Though the key piece of evidence was the dead calf found in 2015, killer whales do not seem to be focusing their predation on the very small bowheads, she said. “Of the 18 bowhead whale carcasses classified as probable killer whale predation, only eight were small whales considered to be calves or yearlings.”

Yet to be determined is what significant impact, if any, the northward movement of killer whales will have on the population of bowheads swimming in the Bering, Chukchi and Beaufort seas, Willoughby said.

Impacts could come in different ways, she said. “Killer whale presence and predation has the ability not only to remove individual bowhead whales from the population but disruption of feeding opportunities and movement away from killer whales comes at an added energy expense for bowheads,” she said.

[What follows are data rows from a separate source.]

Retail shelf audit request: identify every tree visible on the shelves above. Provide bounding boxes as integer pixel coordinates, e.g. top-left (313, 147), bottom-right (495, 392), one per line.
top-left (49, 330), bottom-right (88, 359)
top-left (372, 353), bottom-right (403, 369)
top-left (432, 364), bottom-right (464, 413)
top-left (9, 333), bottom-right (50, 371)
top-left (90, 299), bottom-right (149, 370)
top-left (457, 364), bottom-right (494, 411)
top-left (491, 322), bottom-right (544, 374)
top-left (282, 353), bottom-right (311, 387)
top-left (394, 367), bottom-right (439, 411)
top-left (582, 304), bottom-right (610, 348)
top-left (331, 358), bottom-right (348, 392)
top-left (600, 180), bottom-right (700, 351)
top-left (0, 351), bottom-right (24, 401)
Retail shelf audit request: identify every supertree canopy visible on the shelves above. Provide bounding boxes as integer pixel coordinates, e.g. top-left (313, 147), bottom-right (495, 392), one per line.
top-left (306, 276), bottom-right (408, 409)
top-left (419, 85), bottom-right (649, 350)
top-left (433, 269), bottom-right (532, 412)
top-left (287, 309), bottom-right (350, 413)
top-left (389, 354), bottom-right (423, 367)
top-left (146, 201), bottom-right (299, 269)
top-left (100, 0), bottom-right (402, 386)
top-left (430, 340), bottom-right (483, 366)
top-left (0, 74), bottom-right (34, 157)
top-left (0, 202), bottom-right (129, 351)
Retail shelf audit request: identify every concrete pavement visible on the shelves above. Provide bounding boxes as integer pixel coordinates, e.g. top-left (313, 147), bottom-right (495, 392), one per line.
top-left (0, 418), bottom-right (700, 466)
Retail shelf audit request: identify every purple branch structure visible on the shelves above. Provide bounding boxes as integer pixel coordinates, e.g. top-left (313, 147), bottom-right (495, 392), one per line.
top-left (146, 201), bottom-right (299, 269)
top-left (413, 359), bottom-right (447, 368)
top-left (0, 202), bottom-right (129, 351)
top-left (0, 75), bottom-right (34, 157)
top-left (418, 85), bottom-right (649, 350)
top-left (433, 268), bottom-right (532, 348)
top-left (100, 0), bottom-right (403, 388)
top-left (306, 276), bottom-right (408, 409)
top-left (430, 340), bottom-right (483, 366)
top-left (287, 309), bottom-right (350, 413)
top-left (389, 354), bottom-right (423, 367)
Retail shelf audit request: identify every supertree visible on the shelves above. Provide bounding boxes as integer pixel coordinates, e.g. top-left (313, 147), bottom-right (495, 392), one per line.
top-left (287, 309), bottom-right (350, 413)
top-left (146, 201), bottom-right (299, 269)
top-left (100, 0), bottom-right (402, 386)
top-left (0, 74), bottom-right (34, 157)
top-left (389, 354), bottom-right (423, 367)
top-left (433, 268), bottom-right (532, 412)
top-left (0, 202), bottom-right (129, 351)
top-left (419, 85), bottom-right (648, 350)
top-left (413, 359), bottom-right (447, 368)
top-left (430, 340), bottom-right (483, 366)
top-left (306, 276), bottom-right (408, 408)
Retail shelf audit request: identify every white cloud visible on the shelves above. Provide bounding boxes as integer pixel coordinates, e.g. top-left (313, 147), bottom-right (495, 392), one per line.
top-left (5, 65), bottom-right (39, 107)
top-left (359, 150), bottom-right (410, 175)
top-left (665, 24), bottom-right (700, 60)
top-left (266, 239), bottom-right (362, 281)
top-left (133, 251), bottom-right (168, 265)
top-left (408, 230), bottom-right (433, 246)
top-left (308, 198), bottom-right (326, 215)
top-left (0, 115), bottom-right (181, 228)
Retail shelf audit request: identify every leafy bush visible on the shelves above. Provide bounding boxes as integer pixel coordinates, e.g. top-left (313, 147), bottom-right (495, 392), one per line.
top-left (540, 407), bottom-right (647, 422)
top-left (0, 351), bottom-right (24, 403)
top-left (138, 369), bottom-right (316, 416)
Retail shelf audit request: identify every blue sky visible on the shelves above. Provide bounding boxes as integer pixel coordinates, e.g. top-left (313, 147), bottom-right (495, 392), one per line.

Bowheads might change their migrations, moving north “into the late summer-autumn sea ice edge where Pacific killer whales are not known to range,” the study said. Or they could hug closer to the shoreline, a predator-avoiding strategy observed elsewhere, the study said.

The Inupiat people of northern Alaska hunt bowheads. Bowhead meat is an important part of the Inupiat diet, even in modern times, and whaling is a key part of Inupiat culture.

Sea ice has long been a protective barrier for bowheads, and the Arctic waters off Alaska had long been considered a safety zone where killer whales were unable to attack bowheads.

“Arctic killer whales don’t like sea ice, unlike those in Antarctic waters. Once the bowheads get into the ice, they’re safe from killer predation,” bowhead expert Craig George, retired senior biologist at the North Slope Borough Department of Wildlife Management, said in the NOAA statement. George was involved in the earlier long-term study of bowhead scarring but was not an author of the new study.

Now, with less ice available and a shorter freeze season, the killer whales have access to bowheads — on the Atlantic side of the Arctic as well as the Pacific side.

In Kugaaruk, a community in the Canadian territory of Nunavut, hunters traveling a beach this fall found four dead bowheads with wounds that appeared to have been inflicted by killer whales – the first discovery of that kind in that area.

The increasing presence of killer whales in the Canadian Arctic is creating more threats to narwhals, scientists say. A University of Manitoba study published earlier this year estimated that killer whales kill over 1,000 narwhals a year.